Yale economics professor T.N. Srinivasan said Chinese officials should also continue their efforts to liberalize the country’s currency and promote imports of agricultural products and machinery from the U.S. Restricting trade between the two countries is attractive to some American workers but would damage the economy in general, he said.
“You shouldn’t throw red meat before protectionists,” Srinivasan said. “China is the latest bogeyman – 20 years ago, it was Japan. Even if some [U.S.] jobs are saved, this will be at a very heavy cost to the economy.”
Levin said the Chinese ask him questions that Americans do not because they are interested in what influential members of the higher education community have to say about important issues.
“In China, the media are actually much more interested in the views of professionals with some expertise than in the U.S.,” he said. “Journalists in the U.S. don’t call me up and ask about my views.”
Levin’s status in China hearkens back to an earlier era in American higher education when university presidents were national celebrities, history professor emeritus and Yale Historian Gaddis Smith said.
While Levin generally keeps himself removed from contentious national debates, many of his predecessors did not. Smith said Timothy Dwight IV, who was president of Yale around the turn of the nineteenth century, was a vocal critic of Thomas Jefferson and even said that a vote for Jefferson was tantamount to selling one’s daughter as a concubine to the Illuminati. Kingman Brewster famously spoke out against the Vietnam War and the government’s handling of the Black Panthers while he was president. Brewster was the most quoted university president of his day, Smith said.
“University presidents 100 or even 50 years ago were covered by the press – they were celebrities,” Smith said. “There are so many other competing celebrities in the world these days that the press isn’t interested in what they have to say.”
Levin said he wants to champion the internationalization of Yale and American higher education in general, but does not have a further political agenda.

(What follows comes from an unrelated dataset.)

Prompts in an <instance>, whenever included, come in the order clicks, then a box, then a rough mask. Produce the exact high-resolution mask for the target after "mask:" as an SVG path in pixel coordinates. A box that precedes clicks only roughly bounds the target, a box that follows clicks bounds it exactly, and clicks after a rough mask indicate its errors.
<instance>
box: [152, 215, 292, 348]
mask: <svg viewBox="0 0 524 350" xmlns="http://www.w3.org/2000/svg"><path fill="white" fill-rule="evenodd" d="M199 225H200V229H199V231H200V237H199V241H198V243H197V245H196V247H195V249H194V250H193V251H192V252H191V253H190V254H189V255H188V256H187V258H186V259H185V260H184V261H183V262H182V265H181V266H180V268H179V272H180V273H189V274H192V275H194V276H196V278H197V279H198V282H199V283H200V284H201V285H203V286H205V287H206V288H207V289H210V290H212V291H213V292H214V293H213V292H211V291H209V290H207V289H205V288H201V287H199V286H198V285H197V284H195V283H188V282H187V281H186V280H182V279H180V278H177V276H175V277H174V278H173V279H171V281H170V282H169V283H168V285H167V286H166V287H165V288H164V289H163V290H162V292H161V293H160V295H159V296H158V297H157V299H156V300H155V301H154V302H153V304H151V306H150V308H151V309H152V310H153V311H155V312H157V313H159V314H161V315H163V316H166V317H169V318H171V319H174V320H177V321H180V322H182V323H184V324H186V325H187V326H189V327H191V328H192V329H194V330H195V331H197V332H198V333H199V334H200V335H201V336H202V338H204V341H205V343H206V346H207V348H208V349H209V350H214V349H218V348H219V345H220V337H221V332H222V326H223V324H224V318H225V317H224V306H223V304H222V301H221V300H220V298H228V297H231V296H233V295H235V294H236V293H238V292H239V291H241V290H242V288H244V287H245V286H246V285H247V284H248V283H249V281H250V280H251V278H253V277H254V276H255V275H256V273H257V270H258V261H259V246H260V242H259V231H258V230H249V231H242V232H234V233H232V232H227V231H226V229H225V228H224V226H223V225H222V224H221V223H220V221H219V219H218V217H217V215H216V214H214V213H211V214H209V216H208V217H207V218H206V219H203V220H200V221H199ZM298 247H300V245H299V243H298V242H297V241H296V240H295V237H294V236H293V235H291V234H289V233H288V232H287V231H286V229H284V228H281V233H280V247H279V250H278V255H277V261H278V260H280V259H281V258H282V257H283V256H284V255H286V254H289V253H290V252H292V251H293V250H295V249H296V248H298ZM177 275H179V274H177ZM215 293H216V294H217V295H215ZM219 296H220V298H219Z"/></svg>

He has advocated for loosening visa restrictions for foreign scholars and promoting relations with China, but stays out of most other public political discussions.
“I have been focusing on internationalization of the University more broadly,” he said. “That’s the sort of thing that I feel is an important part of what I’m trying to accomplish at Yale.”
In Feburary 2004, Levin was appointed by President George W. Bush ’68 to the Iraq Intelligence Committee, which is investigating possible intelligence failures in the search for weapons of mass destruction in Iraq, but Levin has said in the past that he role on the committee was one of neutrality.